The Cost of Context: Mitigating Textual Bias in Multimodal Retrieval-Augmented Generation

The Cost of Context: Mitigating Textual Bias in Multimodal Retrieval-Augmented Generation

上下文的代价:缓解多模态检索增强生成中的文本偏见

Abstract: While Multimodal Large Language Models (MLLMs) are increasingly integrated with Retrieval-Augmented Generation (RAG) to mitigate hallucinations, the introduction of external documents can conceal severe failure modes at the instance level. We identify and formalize the phenomenon of recorruption, where the introduction of even perfectly accurate “oracle” context causes a capable model to abandon an initially correct prediction.

摘要: 尽管多模态大语言模型(MLLMs)越来越多地与检索增强生成(RAG)相结合以缓解幻觉问题,但引入外部文档可能会掩盖实例层面的严重失效模式。我们识别并形式化了“重度破坏”(recorruption)现象,即即便引入了完全准确的“预言机”(oracle)上下文,也会导致原本能力出色的模型放弃其最初正确的预测。

Through a mechanistic diagnosis of internal attention matrices, we show that recorruption is driven by a two-fold attentional collapse: (1) visual blindness, characterized by the systemic suppression of visual attention mass ($M_{vis}$) and sharpness ($S_{vis}$), and (2) a structural positional bias that forces the model to prioritize boundary tokens over semantic relevance.

通过对内部注意力矩阵的机制诊断,我们发现“重度破坏”是由双重注意力崩溃驱动的:(1) 视觉盲区,表现为视觉注意力权重($M_{vis}$)和锐度($S_{vis}$)的系统性抑制;(2) 结构性位置偏见,迫使模型优先考虑边界标记(boundary tokens)而非语义相关性。

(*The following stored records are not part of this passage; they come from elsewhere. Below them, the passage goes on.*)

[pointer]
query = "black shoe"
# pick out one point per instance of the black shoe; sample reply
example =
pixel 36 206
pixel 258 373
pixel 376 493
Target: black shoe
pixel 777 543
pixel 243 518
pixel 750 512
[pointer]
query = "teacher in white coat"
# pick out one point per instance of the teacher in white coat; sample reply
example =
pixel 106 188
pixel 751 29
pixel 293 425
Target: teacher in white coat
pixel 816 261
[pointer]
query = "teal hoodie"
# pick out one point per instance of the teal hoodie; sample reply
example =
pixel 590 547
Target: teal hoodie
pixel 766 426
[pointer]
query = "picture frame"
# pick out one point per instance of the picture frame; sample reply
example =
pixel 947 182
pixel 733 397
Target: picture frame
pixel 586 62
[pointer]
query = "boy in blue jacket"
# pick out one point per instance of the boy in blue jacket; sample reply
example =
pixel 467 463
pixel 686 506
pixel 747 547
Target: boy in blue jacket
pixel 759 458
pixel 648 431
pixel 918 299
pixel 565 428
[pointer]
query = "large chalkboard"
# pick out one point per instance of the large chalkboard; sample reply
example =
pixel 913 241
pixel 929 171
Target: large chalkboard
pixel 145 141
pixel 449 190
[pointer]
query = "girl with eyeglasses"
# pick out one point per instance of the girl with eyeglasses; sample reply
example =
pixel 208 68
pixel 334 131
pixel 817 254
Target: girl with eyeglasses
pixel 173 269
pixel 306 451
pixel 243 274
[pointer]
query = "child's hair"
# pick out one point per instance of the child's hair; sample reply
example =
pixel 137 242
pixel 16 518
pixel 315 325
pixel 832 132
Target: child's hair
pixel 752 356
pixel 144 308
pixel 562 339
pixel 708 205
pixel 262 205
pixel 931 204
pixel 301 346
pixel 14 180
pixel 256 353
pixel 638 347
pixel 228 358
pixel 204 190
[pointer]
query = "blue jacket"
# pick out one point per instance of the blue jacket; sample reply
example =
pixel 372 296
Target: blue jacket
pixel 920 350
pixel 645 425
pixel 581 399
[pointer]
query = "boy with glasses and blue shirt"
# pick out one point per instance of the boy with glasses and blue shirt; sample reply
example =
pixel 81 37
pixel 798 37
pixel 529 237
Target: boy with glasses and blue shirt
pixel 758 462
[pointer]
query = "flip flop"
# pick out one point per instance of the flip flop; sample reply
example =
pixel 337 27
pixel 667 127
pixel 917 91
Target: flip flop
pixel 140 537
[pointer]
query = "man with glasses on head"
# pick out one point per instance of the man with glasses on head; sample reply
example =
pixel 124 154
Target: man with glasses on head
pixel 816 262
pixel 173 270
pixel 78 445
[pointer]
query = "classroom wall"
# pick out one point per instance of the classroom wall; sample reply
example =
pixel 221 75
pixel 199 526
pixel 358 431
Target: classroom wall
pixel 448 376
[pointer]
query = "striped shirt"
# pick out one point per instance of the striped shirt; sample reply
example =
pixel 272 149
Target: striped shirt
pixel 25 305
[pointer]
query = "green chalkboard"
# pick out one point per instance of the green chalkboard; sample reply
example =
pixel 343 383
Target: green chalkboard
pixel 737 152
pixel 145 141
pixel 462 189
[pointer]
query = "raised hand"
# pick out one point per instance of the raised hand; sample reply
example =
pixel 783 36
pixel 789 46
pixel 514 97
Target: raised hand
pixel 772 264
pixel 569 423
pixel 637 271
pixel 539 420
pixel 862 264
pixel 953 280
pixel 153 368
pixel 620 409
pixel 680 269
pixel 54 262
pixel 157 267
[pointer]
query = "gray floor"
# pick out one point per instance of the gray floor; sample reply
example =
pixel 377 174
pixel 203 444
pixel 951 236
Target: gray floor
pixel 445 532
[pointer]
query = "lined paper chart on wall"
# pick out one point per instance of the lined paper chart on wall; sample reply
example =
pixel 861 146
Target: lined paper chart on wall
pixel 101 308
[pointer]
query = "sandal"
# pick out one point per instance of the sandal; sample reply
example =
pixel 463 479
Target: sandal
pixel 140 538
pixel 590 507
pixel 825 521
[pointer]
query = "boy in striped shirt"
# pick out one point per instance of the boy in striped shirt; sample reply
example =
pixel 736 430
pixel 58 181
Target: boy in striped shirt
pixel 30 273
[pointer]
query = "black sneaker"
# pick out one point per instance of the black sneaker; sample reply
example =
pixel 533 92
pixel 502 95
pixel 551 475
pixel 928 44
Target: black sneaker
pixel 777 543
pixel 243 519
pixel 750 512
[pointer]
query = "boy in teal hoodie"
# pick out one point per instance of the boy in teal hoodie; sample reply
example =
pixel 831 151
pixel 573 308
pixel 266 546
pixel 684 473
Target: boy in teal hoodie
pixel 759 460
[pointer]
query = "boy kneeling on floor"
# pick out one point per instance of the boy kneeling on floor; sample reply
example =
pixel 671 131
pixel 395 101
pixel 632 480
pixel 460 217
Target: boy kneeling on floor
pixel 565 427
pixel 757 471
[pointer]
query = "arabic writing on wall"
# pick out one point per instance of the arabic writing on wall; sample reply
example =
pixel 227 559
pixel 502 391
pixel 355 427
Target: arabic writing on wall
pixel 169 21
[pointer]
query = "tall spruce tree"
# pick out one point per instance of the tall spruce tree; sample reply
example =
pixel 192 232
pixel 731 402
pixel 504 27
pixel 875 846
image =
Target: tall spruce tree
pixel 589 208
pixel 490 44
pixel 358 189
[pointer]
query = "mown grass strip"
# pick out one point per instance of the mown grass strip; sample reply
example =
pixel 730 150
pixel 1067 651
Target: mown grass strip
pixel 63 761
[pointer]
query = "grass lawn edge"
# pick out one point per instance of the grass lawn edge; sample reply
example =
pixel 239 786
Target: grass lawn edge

Our analysis reveals an Illusion of Success, demonstrating that many seemingly correct RAG outcomes are merely positional coincidences where the model’s textual copying bias happens to align with the ground-truth location. To address these vulnerabilities, we propose Bottleneck Attention Intervention for Recovery (BAIR), a parameter-free, inference-time framework that restores visual saliency and applies position-aware penalties to textual distractors.

我们的分析揭示了一种“成功的错觉”,证明许多看似正确的 RAG 结果仅仅是位置上的巧合,即模型的文本复制偏见恰好与真实答案的位置重合。为了解决这些漏洞,我们提出了“恢复瓶颈注意力干预”(BAIR),这是一个无需参数、在推理阶段运行的框架,旨在恢复视觉显著性并对文本干扰项施加位置感知惩罚。

Across medical factuality, social fairness, and geospatial benchmarks, BAIR successfully restores multimodal grounding and improves diagnostic reliability without requiring model retraining or fine-tuning.

在医学事实性、社会公平性和地理空间基准测试中,BAIR 成功恢复了多模态基础(grounding),并在无需模型重训练或微调的情况下提高了诊断的可靠性。